Etwas anderes gilt auch nicht während der sog. Wohlverhaltensphase nach Ankündigung der Restschuldbefreiung. So hat der Senat bereits entschieden, dass das FA nach Aufhebung des Insolvenzverfahrens während der sog. Wohlverhaltensphase gegen Lohnsteuererstattungsansprüche des Schuldners die Aufrechnung erklären kann, weil der InsO keine die Aufrechnungsbefugnis von Insolvenzgläubigern in der Wohlverhaltensperiode ausschließende Bestimmung zu entnehmen ist und dies insbesondere auch nicht aus dem Zwangsvollstreckungsverbot des § 294 Abs. 1 InsO hergeleitet werden kann (Senatsurteile vom 21. November 2006 VII R 1/06, BFHE 216, 1, BStBl II 2008, 272, und VII R 66/05, BFH/NV 2007, 1066).

Wird eine zur Insolvenzmasse gehörende Forderung des Schuldners --wie im Streitfall-- erst nachträglich ermittelt, kann zwar eine Nachtragsverteilung auch dann angeordnet werden, wenn das Insolvenzverfahren bereits aufgehoben worden ist (§ 203 Abs. 1 Nr. 3 Abs. 2 InsO).
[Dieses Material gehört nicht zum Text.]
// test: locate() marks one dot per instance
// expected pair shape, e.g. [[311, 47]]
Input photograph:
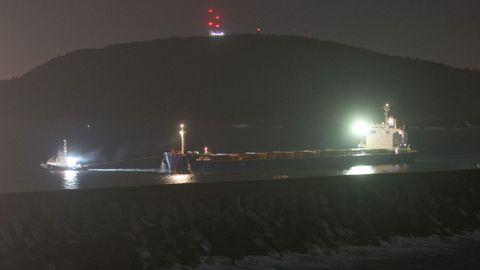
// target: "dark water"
[[25, 144], [38, 179]]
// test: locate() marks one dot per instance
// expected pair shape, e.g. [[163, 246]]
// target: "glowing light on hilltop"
[[214, 24]]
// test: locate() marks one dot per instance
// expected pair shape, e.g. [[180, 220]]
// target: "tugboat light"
[[361, 127]]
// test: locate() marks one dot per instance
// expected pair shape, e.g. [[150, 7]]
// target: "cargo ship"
[[62, 161], [383, 143]]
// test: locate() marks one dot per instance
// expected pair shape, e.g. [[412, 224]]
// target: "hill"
[[241, 79]]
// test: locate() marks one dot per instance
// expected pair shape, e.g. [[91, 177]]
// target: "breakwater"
[[153, 227]]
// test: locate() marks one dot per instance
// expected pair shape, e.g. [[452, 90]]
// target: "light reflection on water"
[[359, 170], [179, 178], [69, 178]]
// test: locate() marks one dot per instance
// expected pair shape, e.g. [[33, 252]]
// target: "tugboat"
[[62, 161], [383, 143]]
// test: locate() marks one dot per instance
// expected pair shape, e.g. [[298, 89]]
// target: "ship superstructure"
[[386, 135], [383, 143], [62, 161]]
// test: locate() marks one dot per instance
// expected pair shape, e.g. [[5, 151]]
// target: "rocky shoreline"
[[155, 227]]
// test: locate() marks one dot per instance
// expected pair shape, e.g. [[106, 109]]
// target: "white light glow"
[[72, 161], [361, 127]]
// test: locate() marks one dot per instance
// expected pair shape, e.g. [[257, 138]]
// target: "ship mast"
[[386, 109], [182, 137]]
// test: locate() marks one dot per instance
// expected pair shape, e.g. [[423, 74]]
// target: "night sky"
[[34, 31]]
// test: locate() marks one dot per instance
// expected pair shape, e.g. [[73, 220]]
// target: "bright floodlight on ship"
[[361, 127], [72, 161]]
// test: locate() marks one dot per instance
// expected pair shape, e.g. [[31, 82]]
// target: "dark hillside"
[[242, 78]]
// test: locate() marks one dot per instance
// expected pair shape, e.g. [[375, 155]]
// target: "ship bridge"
[[386, 135]]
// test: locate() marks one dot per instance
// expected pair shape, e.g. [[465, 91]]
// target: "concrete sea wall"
[[153, 227]]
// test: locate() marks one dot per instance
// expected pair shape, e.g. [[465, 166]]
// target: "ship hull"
[[178, 163]]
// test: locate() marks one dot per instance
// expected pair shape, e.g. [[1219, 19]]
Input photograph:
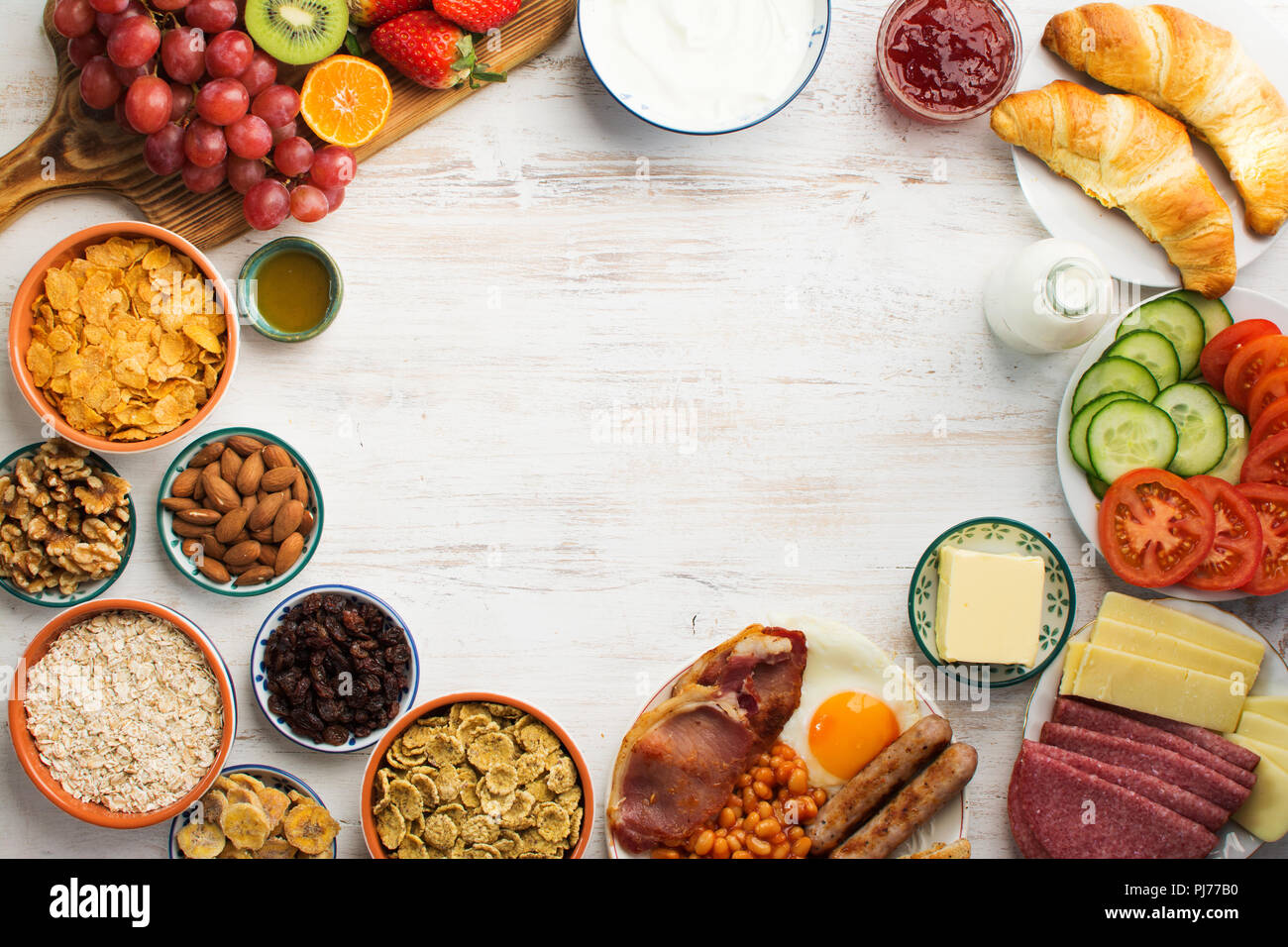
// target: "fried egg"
[[854, 702]]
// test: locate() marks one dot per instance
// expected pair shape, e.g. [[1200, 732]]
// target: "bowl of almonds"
[[240, 512]]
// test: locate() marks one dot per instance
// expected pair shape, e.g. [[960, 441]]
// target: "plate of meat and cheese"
[[820, 697]]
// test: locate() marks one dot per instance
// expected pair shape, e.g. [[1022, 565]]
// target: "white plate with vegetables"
[[1137, 399]]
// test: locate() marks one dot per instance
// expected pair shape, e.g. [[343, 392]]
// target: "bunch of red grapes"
[[207, 101]]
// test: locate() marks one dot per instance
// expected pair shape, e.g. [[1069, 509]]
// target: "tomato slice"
[[1154, 527], [1270, 502], [1267, 462], [1249, 364], [1236, 544], [1219, 352], [1271, 421], [1270, 386]]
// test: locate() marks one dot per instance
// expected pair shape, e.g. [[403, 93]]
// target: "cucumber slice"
[[1199, 428], [1231, 468], [1175, 318], [1115, 373], [1127, 436], [1082, 420], [1153, 351]]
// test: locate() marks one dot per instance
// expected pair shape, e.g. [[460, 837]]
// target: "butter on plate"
[[990, 607]]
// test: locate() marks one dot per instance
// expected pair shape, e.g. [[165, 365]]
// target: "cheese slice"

In diesem Fall tritt aber eine erneute Insolvenzbeschlagnahme bezüglich dieser Forderung erst mit dem Beschluss über die Anordnung der Nachtragsverteilung ein, dem keine Rückwirkung zukommt (MünchKommInsO/ Hintzen, § 203 Rz 21; Hess, Insolvenzrecht, Großkommentar, § 203 Rz 29; Uhlenbruck, Insolvenzordnung, 12. Aufl., § 203 Rz 12, jeweils m.w.N.).
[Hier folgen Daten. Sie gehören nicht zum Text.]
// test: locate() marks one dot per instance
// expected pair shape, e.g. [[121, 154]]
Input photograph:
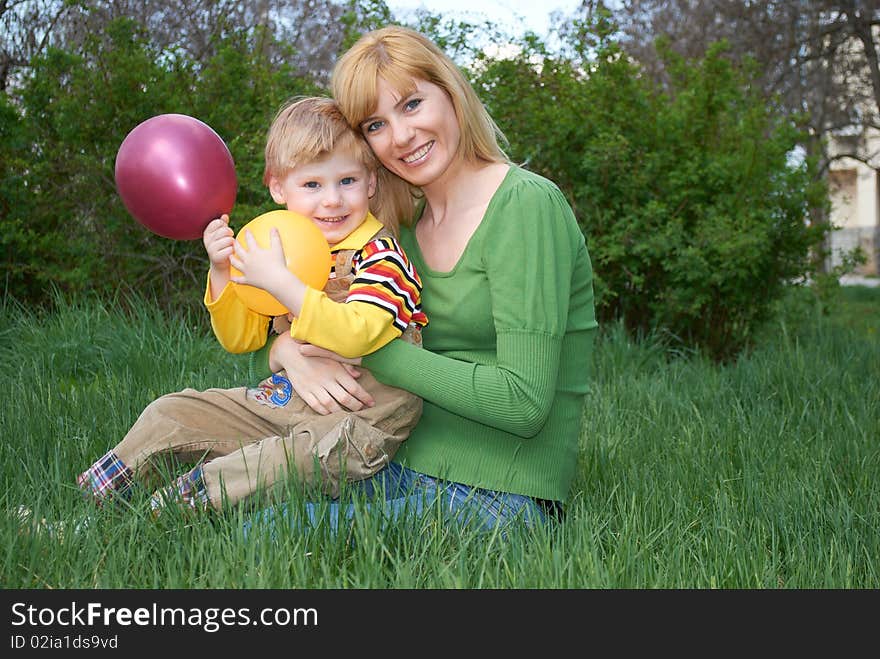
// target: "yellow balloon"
[[305, 250]]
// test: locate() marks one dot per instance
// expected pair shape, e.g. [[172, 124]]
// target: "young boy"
[[247, 439]]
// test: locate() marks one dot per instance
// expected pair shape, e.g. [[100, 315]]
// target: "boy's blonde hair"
[[307, 129], [401, 56]]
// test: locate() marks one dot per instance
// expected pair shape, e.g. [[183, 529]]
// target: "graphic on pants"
[[274, 392]]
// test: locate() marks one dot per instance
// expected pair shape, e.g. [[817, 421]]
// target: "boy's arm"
[[237, 328], [383, 299]]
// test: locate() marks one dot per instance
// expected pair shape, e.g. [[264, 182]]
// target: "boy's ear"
[[276, 189]]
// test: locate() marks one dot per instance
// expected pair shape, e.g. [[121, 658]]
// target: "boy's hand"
[[263, 268], [218, 239]]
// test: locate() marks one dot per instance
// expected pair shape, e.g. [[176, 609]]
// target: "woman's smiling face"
[[414, 136]]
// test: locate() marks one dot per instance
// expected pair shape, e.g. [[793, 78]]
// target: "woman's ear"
[[371, 185], [276, 189]]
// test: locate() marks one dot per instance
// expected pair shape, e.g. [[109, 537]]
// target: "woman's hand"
[[326, 385]]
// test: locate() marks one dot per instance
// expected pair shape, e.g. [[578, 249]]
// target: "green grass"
[[761, 474]]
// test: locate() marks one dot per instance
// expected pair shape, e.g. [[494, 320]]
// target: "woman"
[[507, 287]]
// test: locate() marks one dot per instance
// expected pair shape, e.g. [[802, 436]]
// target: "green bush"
[[66, 227], [694, 216]]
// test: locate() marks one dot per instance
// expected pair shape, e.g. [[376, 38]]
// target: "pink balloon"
[[175, 175]]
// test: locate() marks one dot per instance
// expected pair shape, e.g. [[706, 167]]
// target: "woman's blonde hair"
[[401, 56]]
2. Der Zulassungsgrund der Sicherung einer einheitlichen Rechtsprechung ist nicht gegeben, weil das FG-Urteil --anders als die Beschwerde meint-- nicht von dem Senatsbeschluss vom 7. Juni 2006 VII B 329/05 (BFHE 212, 436, BStBl II 2006, 641) abweicht. Der Senat hat in jenem Beschluss ausgeführt, dass eine erst nach dem Schlusstermin ermittelte zur Insolvenzmasse gehörende Forderung des Schuldners nicht aus der Insolvenzbeschlagnahme entlassen, sondern ggf. nach § 203 Abs. 1 Nr. 3 InsO Gegenstand einer Nachtragsverteilung ist und dass, falls diese Anordnung erst nach Aufhebung des Insolvenzverfahrens ergeht, damit eine erneute Insolvenzbeschlagnahme bezüglich dieser Forderung eintritt. Dies bedeutet gerade nicht, dass mit der Anordnung der Nachtragsverteilung nach Aufhebung des Insolvenzverfahrens die nachträglich ermittelten Gegenstände der Masse der Insolvenzbeschlagnahme rückwirkend unterfallen.